Having made my plea for a dialogue between gynaecologists and colorectal surgeons/gastroenterologists interested in pelvic floor and anorectal function, I should quickly comment on the issue of childbirth and its impact on the anatomy and function of the rectal ampulla and anal canal. I will except the anal sphincter muscle since there are many (both gynaecologists and colorectal colleagues) who are more knowledgeable in this field than myself.

As regards rectocele, it seems that about 10% of young Caucasian women show evidence of a small rectocele (i.e. a defect of the rectovaginal septum with herniation of the anterior wall of the rectal ampulla into the vagina) prior to their first pregnancy [3], but there seems to be an increase in visible defects and in the size of pre-existing defects after childbirth [4]. In later life, other etiological factors seem to superimpose themselves on congenital and traumatic causes. The foremost amongst them seem to be body mass index [17] and, probably, diet and stool quality. This may be similar to the situation as regards anal sphincter tears. In a 40 year old, a sphincter tear is likely to matter for anal continence, but in an 85 year old with dementia such trauma is probably quite irrelevant.

As regards rectal intussusception, the perspective of the urogynaecologist is necessarily different from the viewpoint of the radiologist or coloproctologist. In my tertiary urogynecology clinic rectocele is very common at about 40% [18], but intussusception (as defined above) is not, at about 40/1,000. It seems that what we call intussusception (invagination of the anterior rectal wall into the anal canal) is associated with a wide hiatus and probably avulsion (one of the main causes of a widened hiatus), and of course with vaginal childbirth (unpublished own data). I suspect that rectal intussusception frequently is evidence of substantial pelvic floor trauma, just like cystocele and uterine prolapse [19, 20].

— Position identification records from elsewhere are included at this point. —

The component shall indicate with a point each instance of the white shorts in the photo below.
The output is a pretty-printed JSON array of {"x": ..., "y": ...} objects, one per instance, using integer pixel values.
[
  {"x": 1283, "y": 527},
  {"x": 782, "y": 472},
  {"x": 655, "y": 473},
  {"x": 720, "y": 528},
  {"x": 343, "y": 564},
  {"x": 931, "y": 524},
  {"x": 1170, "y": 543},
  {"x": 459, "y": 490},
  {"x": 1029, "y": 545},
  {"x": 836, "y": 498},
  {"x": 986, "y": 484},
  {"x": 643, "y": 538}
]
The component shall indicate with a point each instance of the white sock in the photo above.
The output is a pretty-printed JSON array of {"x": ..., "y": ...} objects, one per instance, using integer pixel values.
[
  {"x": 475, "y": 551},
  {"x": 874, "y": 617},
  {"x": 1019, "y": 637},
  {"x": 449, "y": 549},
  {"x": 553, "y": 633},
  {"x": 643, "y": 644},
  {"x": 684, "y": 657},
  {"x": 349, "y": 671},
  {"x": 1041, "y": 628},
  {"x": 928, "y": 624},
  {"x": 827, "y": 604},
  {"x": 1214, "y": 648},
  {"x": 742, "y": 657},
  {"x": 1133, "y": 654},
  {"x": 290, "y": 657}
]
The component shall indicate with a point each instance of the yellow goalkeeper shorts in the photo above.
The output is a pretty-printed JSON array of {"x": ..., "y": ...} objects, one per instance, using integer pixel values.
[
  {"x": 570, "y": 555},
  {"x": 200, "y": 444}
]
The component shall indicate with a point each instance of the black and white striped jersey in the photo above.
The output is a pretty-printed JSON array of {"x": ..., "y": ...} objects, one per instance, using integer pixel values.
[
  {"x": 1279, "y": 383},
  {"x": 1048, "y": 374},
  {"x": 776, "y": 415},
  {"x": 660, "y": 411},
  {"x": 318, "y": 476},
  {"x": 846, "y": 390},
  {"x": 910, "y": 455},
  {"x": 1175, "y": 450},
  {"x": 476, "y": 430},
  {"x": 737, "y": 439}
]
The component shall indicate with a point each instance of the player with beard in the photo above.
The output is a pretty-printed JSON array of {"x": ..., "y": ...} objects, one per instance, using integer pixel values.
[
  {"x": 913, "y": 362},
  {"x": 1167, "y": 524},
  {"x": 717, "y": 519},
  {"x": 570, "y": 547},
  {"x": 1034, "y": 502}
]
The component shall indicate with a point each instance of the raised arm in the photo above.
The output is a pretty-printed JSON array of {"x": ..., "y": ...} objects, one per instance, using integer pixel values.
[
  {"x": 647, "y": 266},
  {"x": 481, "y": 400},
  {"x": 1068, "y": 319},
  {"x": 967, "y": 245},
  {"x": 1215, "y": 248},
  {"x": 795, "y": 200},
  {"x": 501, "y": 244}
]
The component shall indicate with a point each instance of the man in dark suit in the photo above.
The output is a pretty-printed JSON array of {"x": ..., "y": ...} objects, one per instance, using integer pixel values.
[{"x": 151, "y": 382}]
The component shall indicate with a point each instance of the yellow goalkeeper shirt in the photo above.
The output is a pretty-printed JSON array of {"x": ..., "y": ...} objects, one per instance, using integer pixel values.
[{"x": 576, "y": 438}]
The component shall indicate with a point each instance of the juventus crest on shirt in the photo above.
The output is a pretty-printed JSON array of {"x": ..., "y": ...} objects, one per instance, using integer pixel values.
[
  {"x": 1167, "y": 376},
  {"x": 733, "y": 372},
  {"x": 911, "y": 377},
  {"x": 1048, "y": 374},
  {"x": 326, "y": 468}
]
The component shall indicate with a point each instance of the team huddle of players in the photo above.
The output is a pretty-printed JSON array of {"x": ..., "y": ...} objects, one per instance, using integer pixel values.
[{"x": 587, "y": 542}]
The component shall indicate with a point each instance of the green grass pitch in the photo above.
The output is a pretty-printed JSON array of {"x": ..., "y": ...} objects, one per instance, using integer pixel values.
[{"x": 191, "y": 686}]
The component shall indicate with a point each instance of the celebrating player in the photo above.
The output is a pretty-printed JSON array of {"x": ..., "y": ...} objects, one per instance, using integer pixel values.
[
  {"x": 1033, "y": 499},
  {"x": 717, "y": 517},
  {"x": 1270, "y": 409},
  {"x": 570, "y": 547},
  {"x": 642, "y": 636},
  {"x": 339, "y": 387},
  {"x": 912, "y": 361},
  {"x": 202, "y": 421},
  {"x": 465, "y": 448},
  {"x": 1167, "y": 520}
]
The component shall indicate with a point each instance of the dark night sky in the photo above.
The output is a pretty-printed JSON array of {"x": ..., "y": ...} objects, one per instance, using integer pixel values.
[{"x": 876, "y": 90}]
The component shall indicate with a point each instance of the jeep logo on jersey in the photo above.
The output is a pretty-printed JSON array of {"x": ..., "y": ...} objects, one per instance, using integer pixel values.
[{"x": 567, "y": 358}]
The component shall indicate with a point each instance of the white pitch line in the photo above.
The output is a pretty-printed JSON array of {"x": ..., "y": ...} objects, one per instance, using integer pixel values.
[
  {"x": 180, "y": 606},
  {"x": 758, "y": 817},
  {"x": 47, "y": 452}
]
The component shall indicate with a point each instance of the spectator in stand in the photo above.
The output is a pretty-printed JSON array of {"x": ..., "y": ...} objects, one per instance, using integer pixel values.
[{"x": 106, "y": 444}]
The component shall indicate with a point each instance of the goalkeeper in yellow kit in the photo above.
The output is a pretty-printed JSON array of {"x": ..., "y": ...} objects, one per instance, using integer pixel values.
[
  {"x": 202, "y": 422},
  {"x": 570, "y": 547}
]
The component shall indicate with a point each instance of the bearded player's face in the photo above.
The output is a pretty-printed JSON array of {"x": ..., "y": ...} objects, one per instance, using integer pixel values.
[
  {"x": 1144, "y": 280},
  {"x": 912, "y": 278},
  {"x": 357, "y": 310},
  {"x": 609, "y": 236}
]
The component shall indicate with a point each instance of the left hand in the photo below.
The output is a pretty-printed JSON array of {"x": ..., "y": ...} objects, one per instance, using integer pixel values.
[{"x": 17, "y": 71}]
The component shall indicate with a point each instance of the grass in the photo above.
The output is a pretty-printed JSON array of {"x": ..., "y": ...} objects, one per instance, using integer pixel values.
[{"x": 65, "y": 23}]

To sum up, it is highly likely that childbirth and in particular vaginal delivery are factors in the pathogenesis of both rectocele and rectal intussusception. However, both conditions do occur in vaginally nulliparous women, and multiple other factors such as BMI, chronic constipation and age may over time tend to obscure the aetiological contribution of childbirth. In a 35 year old with severe ballooning of the levator hiatus after a bilateral avulsion injury due to a traumatic forceps delivery, an intussusception is very likely related to the damage her pelvic floor suffered in childbirth, but in a 75 year old her chronic slow transit constipation and obesity may be much more significant. Either way, these are subjects that both gynaecologists and coloproctologists ought to be interested in. Modern imaging is going to help us to (finally) understand each other. Even more importantly, it will help us understand the conditions our patients are suffering from and enable us to treat them more effectively.